Shows include: Blake Sugarman's Prelude to the Apocalypse John Jarboe's You Can Never Go Down the Drain Marina Celander's Mermaid's Howl Megan Metrikin's Finding Fellini
Sound House is inspired by the haunted and often funny sound worlds of idiosyncratic 20th-century British composer Daphne Oram, inventor of Oramics, a precursor to the synthesizer. This multi-strand sound-generating machine serves as a structural model for an architectonic play in which disparate eras, worlds, and time signatures collide as Daphne's present-day alter ego, Constance Sneed, investigates the condition of invisibility that plagues her, too, and envisions a world in which old ladies do not die alone or forgotten.
The collaborators have developed the play not only as text but as a "multidimensional object" — precisely constructed yet constantly shifting — in which sound not only carves out story, but functions as an experiential road map to the distortions of time and space that are central to Oram's ideas. Their mission: create a true "sound house," an immersive sonic experience.
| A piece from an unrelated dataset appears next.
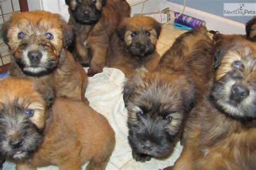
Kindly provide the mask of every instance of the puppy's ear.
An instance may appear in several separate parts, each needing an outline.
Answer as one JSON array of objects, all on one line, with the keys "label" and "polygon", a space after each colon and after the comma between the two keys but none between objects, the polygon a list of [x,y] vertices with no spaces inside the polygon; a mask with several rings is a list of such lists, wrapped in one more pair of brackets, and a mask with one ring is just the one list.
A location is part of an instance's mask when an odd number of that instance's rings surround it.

The AIDS epidemic had a devastating, lasting impact on New York City's downtown artist community. Some of Performance Space New York's most influential artists (John Bernd, Ethyl Eichelberger, Ron Vawter, David Wojnarowicz) died prematurely, leaving a gaping hole in this community and a subsequent generation without important mentorship. When Ishmael Houston-Jones first started working on Them at Performance Space 122 in 1985, with a text by Dennis Cooper and a cacophonous live electric guitar score by Chris Cochrane, the show was intended to be a poetic and frank coming-of-age story of gay men. By the time it premiered in 1986, AIDS was ravaging queer communities, and the artists felt it would be disingenuous not to address it in the work. They consequently included coded allusions to the epidemic and turned Them into one of the most haunting pieces of art to come out in the early AIDS years.
In This is the Color Described by the Time, collaboratively created by the performance laboratory Door 10, audience members wear individual headphones to drop inside the imagined unconscious of avant-garde writer Gertrude Stein. Through this intimate approach, the audience experiences Stein's repeated and unusual phrases as layers of thoughts, voices, and memories interwoven into a rich soundscape.
This is the Color Described by the Time is a fractured journey through Stein's daily routine in France during World War II as she struggles with writer's block, listens to the radio, shares a meal with Alice B. Toklas, and confronts her own mortality. Dramatizing her friendships with Vichy official Bernard Faÿ and humanist playwright Thornton Wilder, the piece examines Stein's forgotten politics and raises questions about the inextricable link between the political, personal, and artistic.
I Am a Boys Choir proudly presents a real live history show performed by a community of intergenerational performers. This Is What You Shall Do… is a spectacle of pageant and pageantry that opens up a queer past hundreds of centuries old —a history that is concrete, veiled, and/or totally imagined. But "What is the past?" you may ask. "And how does now begin and end?" And most importantly, "Will there be a quiz?" This Is What You Shall Do… explains the presence of the present, exploding outward to a place where time loses linearity, the future is now, and the past is covered in stardust.
Time No Line is a solo performance based on John Kelly's 40 years of journal writing. The work theatrically combines his deeply personal texts with movement, video, music, song, and live drawing into a "live memoir." His experiences within the East Village art scene of the 1980s, gender performance, and the AIDS epidemic have defined his status as a survivor whose presence challenges the ruptures in our cultural and generational dialogue.